A quick google search for mutal authentication and wiregurd comes up with the whitepaper[1]:
“It uses a single round trip key exchange, based on NoiseIK, and handles all session creation transparently to the user using a novel timer state machine mechanism. Short pre-shared static keys—Curve25519 points—are used for mutual authentication in the style of OpenSSH. The protocol provides strong perfect forward secrecy in addition to a high degree of identity hiding. Transport speed is accomplished using ChaCha20Poly1305 authenticated-encryption for encapsulation of packets in UDP. An improved take on IP-binding cookies is used for mitigating denial of service attacks, improving greatly on IKEv2 and DTLS’s cookie mechanisms to add encryption and authentication”[13]

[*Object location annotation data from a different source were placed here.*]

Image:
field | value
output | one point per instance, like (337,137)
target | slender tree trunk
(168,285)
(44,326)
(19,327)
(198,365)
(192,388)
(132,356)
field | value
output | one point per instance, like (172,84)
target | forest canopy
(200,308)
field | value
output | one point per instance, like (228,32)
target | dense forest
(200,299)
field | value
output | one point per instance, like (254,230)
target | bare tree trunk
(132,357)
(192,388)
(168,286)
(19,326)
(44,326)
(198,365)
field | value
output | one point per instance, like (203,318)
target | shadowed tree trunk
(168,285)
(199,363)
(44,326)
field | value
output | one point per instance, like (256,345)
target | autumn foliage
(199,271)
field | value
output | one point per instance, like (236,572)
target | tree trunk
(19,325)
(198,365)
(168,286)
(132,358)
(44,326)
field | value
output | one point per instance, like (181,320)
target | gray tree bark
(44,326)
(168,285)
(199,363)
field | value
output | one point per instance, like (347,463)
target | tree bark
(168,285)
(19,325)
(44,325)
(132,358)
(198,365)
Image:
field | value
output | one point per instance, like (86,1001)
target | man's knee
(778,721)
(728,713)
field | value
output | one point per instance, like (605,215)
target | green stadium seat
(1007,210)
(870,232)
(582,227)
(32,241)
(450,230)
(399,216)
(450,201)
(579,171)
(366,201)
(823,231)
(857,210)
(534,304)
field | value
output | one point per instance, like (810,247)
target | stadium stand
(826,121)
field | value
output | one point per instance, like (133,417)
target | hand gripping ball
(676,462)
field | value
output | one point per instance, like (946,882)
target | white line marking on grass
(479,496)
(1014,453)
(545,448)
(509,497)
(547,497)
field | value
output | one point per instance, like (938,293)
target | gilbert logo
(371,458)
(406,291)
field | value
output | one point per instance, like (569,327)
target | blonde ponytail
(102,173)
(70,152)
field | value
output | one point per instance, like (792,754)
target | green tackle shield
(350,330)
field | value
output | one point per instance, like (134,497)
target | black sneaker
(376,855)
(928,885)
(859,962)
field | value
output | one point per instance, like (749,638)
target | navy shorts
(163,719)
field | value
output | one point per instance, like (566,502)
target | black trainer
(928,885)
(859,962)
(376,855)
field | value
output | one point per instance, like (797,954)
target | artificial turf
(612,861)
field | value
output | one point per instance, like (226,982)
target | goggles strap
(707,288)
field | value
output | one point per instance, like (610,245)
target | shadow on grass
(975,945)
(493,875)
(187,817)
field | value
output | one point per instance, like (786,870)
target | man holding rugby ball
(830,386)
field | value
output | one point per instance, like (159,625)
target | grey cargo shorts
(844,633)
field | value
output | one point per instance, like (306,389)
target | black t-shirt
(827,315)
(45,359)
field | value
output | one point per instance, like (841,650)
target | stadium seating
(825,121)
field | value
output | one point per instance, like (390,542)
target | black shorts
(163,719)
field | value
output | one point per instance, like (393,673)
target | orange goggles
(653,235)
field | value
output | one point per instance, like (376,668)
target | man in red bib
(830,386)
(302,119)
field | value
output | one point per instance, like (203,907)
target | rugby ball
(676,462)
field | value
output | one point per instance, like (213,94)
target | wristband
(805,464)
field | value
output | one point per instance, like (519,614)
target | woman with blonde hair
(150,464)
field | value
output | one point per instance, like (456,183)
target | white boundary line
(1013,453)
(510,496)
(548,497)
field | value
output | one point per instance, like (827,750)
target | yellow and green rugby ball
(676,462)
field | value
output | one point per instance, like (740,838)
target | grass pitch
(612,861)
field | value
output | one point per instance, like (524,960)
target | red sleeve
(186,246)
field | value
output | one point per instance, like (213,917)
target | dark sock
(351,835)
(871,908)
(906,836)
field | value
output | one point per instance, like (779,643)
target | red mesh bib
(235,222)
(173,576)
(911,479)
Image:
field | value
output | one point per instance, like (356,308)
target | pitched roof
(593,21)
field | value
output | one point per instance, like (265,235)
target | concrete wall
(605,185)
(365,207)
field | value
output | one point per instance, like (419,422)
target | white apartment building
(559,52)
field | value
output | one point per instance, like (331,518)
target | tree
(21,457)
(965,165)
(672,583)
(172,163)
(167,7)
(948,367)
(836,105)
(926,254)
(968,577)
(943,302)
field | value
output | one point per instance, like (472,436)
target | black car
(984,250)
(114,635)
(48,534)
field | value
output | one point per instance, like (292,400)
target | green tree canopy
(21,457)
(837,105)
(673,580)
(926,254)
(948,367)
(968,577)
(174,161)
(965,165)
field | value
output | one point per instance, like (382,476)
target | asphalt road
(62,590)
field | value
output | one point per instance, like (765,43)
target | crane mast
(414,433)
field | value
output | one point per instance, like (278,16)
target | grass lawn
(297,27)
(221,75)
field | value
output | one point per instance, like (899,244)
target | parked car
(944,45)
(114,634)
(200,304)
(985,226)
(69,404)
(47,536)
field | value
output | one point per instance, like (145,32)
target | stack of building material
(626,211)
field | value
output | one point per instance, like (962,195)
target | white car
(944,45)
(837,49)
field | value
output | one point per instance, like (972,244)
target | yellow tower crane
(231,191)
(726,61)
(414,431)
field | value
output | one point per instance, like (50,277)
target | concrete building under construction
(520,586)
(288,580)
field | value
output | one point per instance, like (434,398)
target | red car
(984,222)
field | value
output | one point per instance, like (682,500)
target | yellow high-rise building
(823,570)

Furthermore the email it's introduced with[2]:
`Second, WireGuard uses something based on the Noise Protocol Framework (in Noise_IK) for key agreement and handshake, rather than, say, relegating to a userspace daemon. The reason, again, is massive simplicity and security savings. The Noise_IK handshake is extremely simple, and tight integration between the handshake and the transport
layer allows WireGuard itself to handle all session-state and connection-state and so-forth, making the whole process appear "stateless" to the administrator (you set it up with `wg`, and then it _just works_). There is no x509, no ASN.1, no huge complexity; the user configures the public keys, and then the rest is taken care of. Other configuration frameworks (based on x509 or SSL or LDAP or whatever you want) can then build on top of this in userspace, if that sort of thing is desired. But the basic handshake fundamentals are left to WireGuard. This is more or less similar to SSH, which cares about the authorized_keys file.`
It looks like some solutions for key management have sprouted up, check trustgrid[3] and locksmith [4]
I second this. Tailscale is great. However, if you're someone that prefers a selfhosted option (and open source) - there is HeadScale. It lets you run your own coordination server locally.
Unfortunately I can't justify a paid option right now, and I need to be able to support at least 5 to 10 users. Otherwise I would jump on it, it's very good.
[1] https://github.com/subspacecommunity/subspace/blob/master/en...
I think it's also worth mentioning this works even better than openvpn as a client on windows and my phones!